Graeme Meredith was touring around Australia in a Winnebago when he decided to stop at Brisbane to visit his sisters. He hasn’t moved in the twelve years since.
The 87-year-old former Essendon Property Steward, got involved at the Maroochydore footy club through ex-Bomber Peter Sumerville, who was coaching the Roos at the time.
“Naturally enough I came around to say hello to Peter,” said Meredith.
“He said what about giving me a hand, I said yeah OK.
“I said I’ve got two sisters here, I’m retired and I’m single and I’ve got no problems.”
In September the sun rises at around 5.30am, the same time Graeme gets up for away games in order to load up the car and get everything set up for the colts, seconds and senior matches to come.
Meredith doesn’t worry about the early starts too much and doesn’t need an alarm clock, because he knows every Saturday morning Ritchie will arrive at his house half an hour early to help out.
“He’s an alarm clock,” said Meredith.
“If I tell him we’re leaving at seven o’clock he’s at my place at half past six.”
Graeme found Ritchie through a neighborhood meeting, in which Ritchie’s mum mentioned that she was hoping to find something for her son to do. Shortly after, Graeme organized to bring Ritchie, who has an intellectual disability, along to the club and set him up as his 2IC, something that’s had a positive impact on the young man’s life.
Ritchie reminded Graeme of another young man he was associated with at Essendon, who’d been nicknamed the Phantom.
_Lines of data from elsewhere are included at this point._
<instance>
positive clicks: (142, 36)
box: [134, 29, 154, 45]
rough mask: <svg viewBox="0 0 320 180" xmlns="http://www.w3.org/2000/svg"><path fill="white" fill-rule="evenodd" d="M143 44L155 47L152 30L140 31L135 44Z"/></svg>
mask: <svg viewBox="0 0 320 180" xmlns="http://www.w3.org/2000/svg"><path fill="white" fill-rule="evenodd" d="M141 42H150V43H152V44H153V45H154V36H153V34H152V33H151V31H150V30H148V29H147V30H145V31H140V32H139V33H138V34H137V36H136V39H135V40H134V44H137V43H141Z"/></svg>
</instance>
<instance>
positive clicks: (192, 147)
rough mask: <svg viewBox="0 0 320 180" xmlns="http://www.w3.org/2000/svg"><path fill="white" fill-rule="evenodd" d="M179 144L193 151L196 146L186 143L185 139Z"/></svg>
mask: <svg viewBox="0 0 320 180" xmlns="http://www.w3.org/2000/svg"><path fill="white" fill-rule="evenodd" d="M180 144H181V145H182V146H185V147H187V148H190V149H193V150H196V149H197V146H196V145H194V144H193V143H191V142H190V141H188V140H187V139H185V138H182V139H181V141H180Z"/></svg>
If the Bombers lost, the ‘Phantom’ would talk about what they should do in order to improve for the next week. These sessions were known as ‘according to the Phantom’ and ran for a number of years.
Ritchie started at Maroochydore eight years ago and is now a valuable member of the team, well known and appreciated by everyone around the club.
“He sits down on the bench and when it’s on and keeps the water bottles full and all that sort of stuff,” said Meredith.
“(He) runs around and is chief back slapper.”
The Maroochydore senior side won the premiership this year in QFA Division 1, for the first time while Graeme has been associated with the club. Watching on from the sidelines he rode every bump and grit his teeth with every tackle, as his Roos took control in the second quarter and held on to win.
“Our second quarter was one of the best quarters of football that I’ve ever seen,” said Meredith.
“The absolute control that our players had over the football and over the players from Noosa, it was just unreal.”
If hard work has its rewards, Graeme has certainly put in enough of the former over the last decade, taking care of the Maroochydore Football Club’s every need on game day, every weekend no matter the weather. Then there’s washing the jumpers, which he does on Saturday nights, sometimes till past midnight in order to keep his Sundays free.
All of a sudden September has been and gone and Meredith is left with the strange feeling that comes along with empty weekends. Ritchie is in the same frame of mind.
“He’s (Ritchie) like me at the moment he doesn’t know what to do with himself because he’s got no football,” said Meredith.
Like many volunteers, they do it because they love their footy and that’s the only reward they want.
“You know, it’s just the atmosphere of the football I enjoy,” said Meredith.
“Comradeship and all this sort of stuff.”